You are mixing drugs. You don't know the drug interactions. Most of these are failed drugs with multiple serious side effects - inflammation, brain swelling, fluid build up in the cranial cavity, etc, etc, etc. Which sane company would take the risk of starting this trial if they are held accountable to the same level they would be in the normal trials? So obviously they would expend more money to try to make the trials at least as safe as the typical ones.
Secondly the economic risk is beyond the money you invest in the drug development and the trials themselves. Companies lose share market value over significantly less damning things than dangerous trials, and to top it off this looks like an insanely desperate move for any company willing to take part in such a trial. I'm obviously talking about economic risk if you haven't realized it yet. That's why I said more expensive. It costs more. The return probability stays the same, or maybe even less if you consider things rationally.
If the FDA doesn't incentivize them to take the risk they won't.
Even then I'm not sure they would do it because the chance they will get a return on their investment seems too low.
Also you should probably learn what the word prejudice means before you use it.
Most AD drugs that reach phase III don't fail due to side-effects but due to lack of efficacy in addressing cognitive symptoms. They clean Abeta, tau or whatever they target, but mental functions still worsen like in the control group.
Indeed, the FDA/NIH has recently changed the AD definition (last month, IIRC), and now it's only defined by the accumulation of Abeta and ptau, not by cognitive or other symptoms, so companies only need to remove them to pass the trial.
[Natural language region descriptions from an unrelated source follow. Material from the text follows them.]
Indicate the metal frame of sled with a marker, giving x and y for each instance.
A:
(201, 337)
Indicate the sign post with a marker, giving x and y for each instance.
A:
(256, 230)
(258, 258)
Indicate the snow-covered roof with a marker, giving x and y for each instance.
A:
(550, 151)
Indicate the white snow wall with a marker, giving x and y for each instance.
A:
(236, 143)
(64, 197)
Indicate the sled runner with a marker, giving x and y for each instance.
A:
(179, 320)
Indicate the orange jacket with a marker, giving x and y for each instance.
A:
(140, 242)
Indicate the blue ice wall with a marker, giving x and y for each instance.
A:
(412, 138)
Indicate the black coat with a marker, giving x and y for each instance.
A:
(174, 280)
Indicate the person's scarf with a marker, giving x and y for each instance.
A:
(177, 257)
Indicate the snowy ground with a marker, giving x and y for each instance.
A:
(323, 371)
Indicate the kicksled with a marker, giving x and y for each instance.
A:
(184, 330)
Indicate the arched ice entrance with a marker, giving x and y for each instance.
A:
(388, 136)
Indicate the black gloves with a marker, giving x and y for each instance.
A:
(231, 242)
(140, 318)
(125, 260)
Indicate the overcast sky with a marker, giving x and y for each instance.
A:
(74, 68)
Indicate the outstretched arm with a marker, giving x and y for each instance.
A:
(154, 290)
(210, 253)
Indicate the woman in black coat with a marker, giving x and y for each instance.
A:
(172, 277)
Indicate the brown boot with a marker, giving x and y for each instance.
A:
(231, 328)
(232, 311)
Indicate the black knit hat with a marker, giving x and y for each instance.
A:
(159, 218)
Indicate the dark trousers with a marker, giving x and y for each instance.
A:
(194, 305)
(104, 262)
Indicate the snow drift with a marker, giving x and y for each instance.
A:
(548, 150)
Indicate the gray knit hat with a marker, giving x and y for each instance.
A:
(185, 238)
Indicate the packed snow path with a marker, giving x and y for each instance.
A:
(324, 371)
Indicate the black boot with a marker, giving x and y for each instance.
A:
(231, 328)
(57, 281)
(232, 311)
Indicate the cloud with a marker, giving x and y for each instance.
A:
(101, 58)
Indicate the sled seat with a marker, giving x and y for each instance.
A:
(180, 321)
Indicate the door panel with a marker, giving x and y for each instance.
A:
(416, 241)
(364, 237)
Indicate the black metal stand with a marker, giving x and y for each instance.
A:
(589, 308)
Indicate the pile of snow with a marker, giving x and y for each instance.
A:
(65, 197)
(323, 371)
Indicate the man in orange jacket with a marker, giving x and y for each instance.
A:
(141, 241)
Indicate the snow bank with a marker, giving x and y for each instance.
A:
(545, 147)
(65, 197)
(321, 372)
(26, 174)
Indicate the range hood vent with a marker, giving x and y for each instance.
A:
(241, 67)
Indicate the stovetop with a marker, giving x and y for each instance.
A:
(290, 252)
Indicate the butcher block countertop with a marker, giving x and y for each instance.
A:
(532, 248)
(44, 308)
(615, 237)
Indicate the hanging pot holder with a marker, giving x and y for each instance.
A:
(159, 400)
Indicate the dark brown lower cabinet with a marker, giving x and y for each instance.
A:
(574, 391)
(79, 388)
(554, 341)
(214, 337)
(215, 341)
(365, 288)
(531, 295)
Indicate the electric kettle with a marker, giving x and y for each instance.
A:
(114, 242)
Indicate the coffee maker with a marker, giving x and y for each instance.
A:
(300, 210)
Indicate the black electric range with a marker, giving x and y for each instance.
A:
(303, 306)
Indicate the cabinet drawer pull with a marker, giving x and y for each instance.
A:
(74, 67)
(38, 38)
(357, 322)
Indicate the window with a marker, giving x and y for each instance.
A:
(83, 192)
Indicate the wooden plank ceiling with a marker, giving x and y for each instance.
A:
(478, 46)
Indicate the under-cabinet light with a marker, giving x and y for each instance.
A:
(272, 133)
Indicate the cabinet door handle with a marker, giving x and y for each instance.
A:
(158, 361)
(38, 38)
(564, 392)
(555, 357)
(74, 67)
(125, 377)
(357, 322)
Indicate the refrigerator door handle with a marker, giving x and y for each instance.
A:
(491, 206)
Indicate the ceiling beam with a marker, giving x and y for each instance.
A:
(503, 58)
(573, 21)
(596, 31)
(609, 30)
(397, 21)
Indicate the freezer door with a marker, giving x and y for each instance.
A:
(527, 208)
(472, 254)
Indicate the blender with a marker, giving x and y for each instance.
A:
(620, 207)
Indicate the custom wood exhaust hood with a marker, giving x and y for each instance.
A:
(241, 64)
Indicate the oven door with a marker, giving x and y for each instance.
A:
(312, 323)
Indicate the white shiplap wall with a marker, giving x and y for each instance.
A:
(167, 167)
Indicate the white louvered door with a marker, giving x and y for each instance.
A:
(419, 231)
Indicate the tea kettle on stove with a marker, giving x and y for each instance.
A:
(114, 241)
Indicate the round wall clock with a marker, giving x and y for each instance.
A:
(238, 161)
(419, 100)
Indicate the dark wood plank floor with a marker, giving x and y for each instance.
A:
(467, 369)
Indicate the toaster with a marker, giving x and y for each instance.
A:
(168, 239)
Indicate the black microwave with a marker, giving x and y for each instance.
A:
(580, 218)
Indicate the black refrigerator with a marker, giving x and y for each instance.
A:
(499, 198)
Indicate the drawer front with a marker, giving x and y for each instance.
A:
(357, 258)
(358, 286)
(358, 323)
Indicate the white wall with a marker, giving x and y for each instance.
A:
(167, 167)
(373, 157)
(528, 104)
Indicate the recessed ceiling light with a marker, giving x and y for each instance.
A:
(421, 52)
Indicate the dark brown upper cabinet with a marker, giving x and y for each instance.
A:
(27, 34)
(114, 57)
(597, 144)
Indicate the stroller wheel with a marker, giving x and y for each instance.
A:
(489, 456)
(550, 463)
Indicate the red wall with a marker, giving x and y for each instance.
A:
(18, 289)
As I said the question is, what is the return on investment - when we're talking about drugs which took hundreds of millions of dollars to develop (except for methylene blue but that garbage won't do anything even in a combo trial) and move through the administration , and the proposition being - "instead of one expensive drugs we'll sell 2 or 3 expensive drugs together" - and that's in the case they actually work by the by - because they could still fail or prove to be too dangerous to use together - then the patient base capable of paying for this drops significantly.
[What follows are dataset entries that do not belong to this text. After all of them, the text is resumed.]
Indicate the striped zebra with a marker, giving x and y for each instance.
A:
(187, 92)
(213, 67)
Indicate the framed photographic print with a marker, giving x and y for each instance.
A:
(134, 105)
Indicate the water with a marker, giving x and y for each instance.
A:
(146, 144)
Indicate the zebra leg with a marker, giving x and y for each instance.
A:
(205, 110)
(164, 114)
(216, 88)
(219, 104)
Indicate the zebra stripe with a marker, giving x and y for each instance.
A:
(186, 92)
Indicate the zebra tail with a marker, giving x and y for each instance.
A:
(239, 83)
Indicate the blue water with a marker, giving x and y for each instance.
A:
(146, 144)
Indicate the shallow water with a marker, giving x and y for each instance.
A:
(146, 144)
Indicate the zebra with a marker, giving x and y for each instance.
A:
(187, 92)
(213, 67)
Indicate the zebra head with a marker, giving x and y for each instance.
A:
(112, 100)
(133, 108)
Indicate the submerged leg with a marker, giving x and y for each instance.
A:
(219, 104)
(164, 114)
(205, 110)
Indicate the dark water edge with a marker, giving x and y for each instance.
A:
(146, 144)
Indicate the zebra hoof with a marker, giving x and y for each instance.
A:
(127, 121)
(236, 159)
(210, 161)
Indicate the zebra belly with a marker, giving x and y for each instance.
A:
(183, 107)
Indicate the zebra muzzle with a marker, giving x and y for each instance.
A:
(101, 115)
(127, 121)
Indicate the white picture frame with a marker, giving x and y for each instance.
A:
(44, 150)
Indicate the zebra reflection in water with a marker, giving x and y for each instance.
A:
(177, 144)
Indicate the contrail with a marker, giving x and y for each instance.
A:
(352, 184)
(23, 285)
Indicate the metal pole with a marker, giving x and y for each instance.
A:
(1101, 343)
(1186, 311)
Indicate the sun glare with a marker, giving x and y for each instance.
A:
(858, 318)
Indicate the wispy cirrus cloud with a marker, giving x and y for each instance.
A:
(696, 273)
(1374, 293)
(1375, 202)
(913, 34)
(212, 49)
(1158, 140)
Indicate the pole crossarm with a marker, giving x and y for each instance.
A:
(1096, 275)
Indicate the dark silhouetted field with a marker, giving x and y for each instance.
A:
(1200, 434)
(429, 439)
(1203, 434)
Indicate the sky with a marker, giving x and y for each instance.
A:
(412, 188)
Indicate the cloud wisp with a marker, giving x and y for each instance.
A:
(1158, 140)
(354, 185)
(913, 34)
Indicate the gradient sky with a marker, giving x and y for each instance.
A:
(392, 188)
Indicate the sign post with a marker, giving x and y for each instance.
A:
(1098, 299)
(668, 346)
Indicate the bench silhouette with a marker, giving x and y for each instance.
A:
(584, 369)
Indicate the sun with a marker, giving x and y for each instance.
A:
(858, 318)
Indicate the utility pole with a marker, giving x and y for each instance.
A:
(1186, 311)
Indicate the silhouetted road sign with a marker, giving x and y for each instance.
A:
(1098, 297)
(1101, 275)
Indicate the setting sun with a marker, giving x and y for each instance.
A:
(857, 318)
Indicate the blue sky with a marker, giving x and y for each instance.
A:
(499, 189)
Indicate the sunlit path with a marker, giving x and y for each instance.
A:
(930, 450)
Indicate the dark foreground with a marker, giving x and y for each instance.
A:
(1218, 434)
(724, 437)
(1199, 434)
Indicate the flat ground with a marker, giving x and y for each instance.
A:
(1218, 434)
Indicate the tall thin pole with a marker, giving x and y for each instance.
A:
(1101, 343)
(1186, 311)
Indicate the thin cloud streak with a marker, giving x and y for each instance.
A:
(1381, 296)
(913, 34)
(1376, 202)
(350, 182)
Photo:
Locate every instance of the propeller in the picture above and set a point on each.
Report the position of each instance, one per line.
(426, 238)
So not only is the FDA asking them to throw more money in the air, there is an almost guarantee they won't make their money back. And as I said already they'll even look bad in front of their investors... yeah... guess why they're not going to start a trial like that.
What is so hard for you to understand about this?
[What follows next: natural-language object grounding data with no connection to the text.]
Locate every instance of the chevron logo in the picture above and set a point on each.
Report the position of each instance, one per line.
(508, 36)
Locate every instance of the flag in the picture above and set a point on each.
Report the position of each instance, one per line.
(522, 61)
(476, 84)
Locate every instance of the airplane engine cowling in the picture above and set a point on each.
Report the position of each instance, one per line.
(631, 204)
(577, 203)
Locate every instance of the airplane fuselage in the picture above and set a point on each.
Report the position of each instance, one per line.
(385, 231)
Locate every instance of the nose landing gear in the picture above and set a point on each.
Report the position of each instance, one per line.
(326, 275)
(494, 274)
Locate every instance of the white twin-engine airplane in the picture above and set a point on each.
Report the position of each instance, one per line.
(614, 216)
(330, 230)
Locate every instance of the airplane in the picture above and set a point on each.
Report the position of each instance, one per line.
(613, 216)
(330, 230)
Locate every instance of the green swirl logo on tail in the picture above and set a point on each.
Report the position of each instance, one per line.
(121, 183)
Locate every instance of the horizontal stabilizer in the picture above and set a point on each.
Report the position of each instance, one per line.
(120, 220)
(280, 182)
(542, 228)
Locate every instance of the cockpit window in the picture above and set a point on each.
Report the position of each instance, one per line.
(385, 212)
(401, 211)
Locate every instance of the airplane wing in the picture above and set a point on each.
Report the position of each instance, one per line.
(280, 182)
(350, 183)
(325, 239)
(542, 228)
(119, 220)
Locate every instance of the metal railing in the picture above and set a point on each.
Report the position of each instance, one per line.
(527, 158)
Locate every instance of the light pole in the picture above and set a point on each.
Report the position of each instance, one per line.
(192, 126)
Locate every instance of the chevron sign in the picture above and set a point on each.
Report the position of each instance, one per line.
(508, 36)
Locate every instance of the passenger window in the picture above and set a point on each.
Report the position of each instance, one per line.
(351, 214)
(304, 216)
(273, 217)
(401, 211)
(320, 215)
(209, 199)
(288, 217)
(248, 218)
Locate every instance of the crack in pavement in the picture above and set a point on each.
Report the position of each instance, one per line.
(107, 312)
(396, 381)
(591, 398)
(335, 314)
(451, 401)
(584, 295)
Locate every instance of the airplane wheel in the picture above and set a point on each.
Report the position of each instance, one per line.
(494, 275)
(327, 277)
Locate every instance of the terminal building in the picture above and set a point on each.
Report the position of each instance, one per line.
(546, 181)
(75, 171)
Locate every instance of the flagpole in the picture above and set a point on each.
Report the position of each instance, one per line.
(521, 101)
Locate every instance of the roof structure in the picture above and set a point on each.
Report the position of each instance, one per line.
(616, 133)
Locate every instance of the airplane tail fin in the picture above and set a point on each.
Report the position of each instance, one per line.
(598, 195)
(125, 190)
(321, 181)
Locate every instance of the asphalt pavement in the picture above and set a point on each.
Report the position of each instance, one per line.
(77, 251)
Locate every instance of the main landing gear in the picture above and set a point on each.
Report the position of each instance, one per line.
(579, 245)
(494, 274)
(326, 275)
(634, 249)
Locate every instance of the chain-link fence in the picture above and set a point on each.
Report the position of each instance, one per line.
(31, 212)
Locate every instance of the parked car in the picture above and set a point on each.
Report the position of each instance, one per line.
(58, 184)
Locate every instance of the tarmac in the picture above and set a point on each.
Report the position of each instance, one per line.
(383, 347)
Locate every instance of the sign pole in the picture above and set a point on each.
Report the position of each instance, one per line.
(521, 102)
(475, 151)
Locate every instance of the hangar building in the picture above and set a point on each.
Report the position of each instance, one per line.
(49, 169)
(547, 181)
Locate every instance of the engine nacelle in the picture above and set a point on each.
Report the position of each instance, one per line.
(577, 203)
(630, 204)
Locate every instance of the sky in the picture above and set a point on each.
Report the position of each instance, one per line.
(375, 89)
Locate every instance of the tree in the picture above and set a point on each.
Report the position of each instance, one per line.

The government needs to incentivize them in some massive way. That's the only option left now. That or way for the next round of AD drugs to come in about 20ish years.
@cuberat: "It might bring some interesting moral issues. Let's say you have an inmate serving a live sentence, who get's his brain so severely damaged by Alzheimer's that he doesn't remember much any more..."
Actually this kind of question matters for life-extension treatments in general. How much can and should you give to those sentenced to life without parole? Is it 'cruel and unusual' to keep someone alive, healthy, but destined to be in prison indefinitely? Is it 'cruel and unusual' not to? (and does it mean the same to hand out what are 'might as well be life sentences' either measured in centuries, or mere decades, but for an already-old convict? Both become potentially serveable.)
But your particular scenario also touches on identity issues. After any large-scale brain reconstruction and rejuvenation (from whatever cause), how much is still 'you?' For now (because I know I don't have the answer, either), I will only refer those interested to the 'Consciousness and Identity' video in the Isaac Arthur series.